If we’re to change habits, we have to work at it. That may be why I continue to write these posts, work at the orchard, and at the home, farm and auto supply store… for now. My life would be worse without it.

Categories
Writing

New Potatoes and Cucumbers

Morning Harvest

The ambient outdoor temperature is 89 degrees and the heat index is 100. Another midday spent inside.

I feel caged.

Near sunup I harvested cucumbers and watered. I tasted a red tomato — they are not ready.

Won’t be long.

In the kitchen I emptied the crock of fermented dill pickles and started another batch. I washed and sorted cucumbers on the counter: first the dills, then sweet pickles, then some for eating, then a pile of too plump ones for juicing. There are so many cucumbers I could be selective. Soon I’ll run out of things to do with them… not yet.

I felt restless. I feel restless.

Cucumbers

I cleaned under the kitchen sink and returned the soaps, cleaning supplies and waste basket to their appointed places. I’m glad that work is done. I’ve been putting it off.

Using fruit thawed from the freezer, I made a smoothie for lunch with cow’s milk, kale, a banana and the fruit. It was satisfying…  and very blue.

There is only so much kitchen time a person can take before moving on.

Someone spotted water coming up through the ground near a main water line junction. I emailed our crew of well volunteers and we met near the leak. We saw water seeping up but couldn’t diagnose the problem. I told them I’d call our well service to come out and fix the leak. It was a productive exchange as I hadn’t seen some of them for a while. It was a chance to do something outside home. It will be an ongoing project for the weekend.

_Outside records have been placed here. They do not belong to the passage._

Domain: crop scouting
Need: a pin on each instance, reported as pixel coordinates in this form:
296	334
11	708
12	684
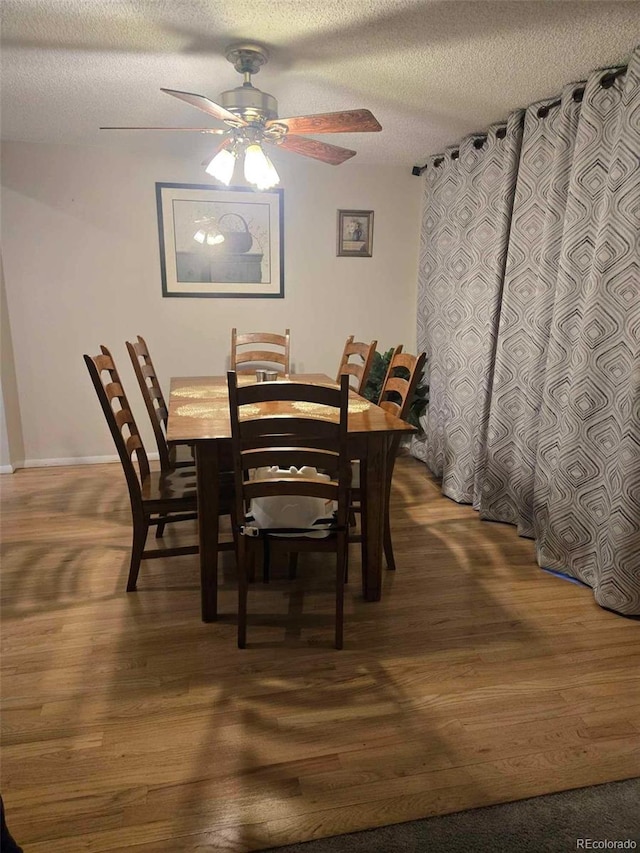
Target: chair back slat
361	367
260	357
153	397
398	390
109	391
303	393
328	461
300	427
291	486
317	438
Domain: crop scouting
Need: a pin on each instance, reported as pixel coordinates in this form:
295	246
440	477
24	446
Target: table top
199	408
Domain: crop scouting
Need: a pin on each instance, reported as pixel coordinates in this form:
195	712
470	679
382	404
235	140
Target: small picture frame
355	233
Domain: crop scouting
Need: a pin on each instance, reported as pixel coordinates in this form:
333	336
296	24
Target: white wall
11	446
81	261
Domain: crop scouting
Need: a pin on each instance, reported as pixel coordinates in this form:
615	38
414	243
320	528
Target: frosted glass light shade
222	166
258	169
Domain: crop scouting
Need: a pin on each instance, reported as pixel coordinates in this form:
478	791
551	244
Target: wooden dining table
199	414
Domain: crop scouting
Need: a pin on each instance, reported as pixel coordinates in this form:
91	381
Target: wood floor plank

I came back. It got hot and here I am.

Our president had tea with Queen Elizabeth II today. I wonder if they had scones like she did with Ike. In Washington, D.C. Robert Mueller’s investigation produced 12 indictments of Russian intelligence officers who had been hacking U.S. computers in the run up to the 2016 general election. The hacking was with nefarious purpose and intent. The press event was at the same time the president was having tea. It will give him something to discuss with Vladimir Putin next week in Helsinki.

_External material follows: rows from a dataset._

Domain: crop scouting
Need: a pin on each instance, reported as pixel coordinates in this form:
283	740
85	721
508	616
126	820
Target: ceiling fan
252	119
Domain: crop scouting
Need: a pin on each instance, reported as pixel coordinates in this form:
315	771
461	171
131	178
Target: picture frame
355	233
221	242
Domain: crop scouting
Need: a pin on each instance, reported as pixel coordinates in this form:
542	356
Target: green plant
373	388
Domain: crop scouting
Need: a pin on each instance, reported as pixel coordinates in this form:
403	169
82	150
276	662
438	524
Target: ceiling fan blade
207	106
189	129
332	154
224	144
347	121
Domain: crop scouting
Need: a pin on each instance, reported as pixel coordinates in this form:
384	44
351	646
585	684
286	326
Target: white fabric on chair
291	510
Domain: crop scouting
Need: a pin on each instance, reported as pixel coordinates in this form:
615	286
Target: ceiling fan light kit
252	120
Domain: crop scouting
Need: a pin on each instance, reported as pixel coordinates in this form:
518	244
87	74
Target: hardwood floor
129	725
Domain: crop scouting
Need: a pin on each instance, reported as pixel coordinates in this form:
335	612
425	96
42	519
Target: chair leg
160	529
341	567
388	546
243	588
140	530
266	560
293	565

In the hottest part of the day I feel an urge to go somewhere else. I felt the same way when I lived near the main train station, the Hauptbahnhof, in Mainz, Germany, especially on weekends away from the kaserne. I would drive to the big box stores over in Wiesbaden… or maybe walk to the small grocery store down the hill and buy fresh fruit and a liter of Coca Cola. I had to time it right because they closed for a couple of hours in the early afternoon. About the same time it is now. I feel connected to those days 40 years ago.

I just got the call the well technician is on his way. Guess I can meet that urge… for now.